Statistics and reproducibility

Data are presented as mean ± standard deviation (SD) and categorical variables as absolute frequency and percentage. A non-parametric approach was applied to examine the variable distribution, as verified by the Kolmogorov–Smirnov test. χ2 or Fisher’s exact tests were applied to compare groups of categorical variables. Student’s t test was applied for comparison between groups of numerical variables. The NPC test with the Fisher combination function was applied to combine the P values from different comparisons. The statistical analyses were performed using SPSS 22.0 for the Window package. A P value of less than 0.05 was considered to be statistically significant.

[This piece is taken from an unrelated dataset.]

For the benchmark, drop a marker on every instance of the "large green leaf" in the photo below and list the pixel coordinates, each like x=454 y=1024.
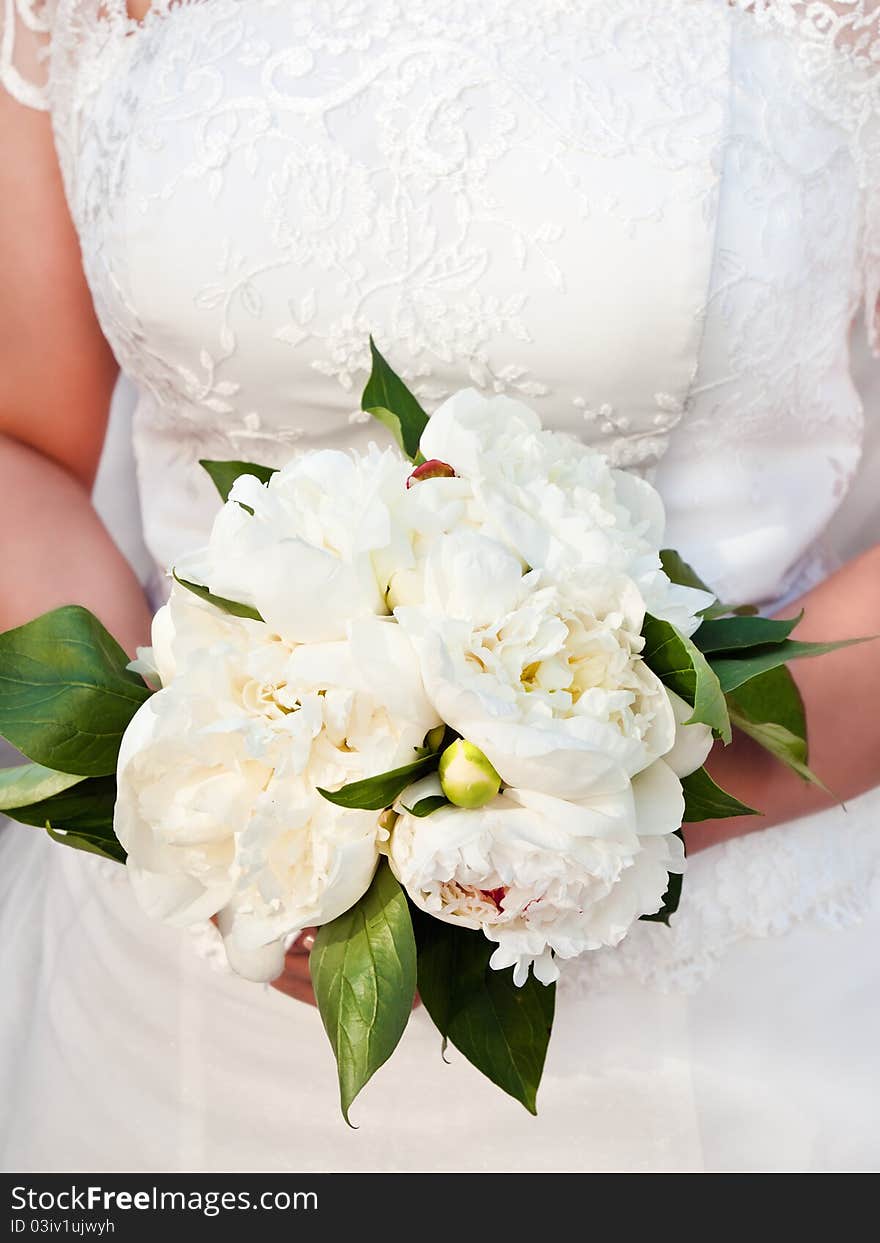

All statistical tests were two-sided. Real-time PCR quantification experiments, RNA import assay, RNA pull-down analysis and western blot experiments were performed at least two times with similar results.

Reporting summary

Further information on research design is available in the Nature Portfolio Reporting Summary linked to this article.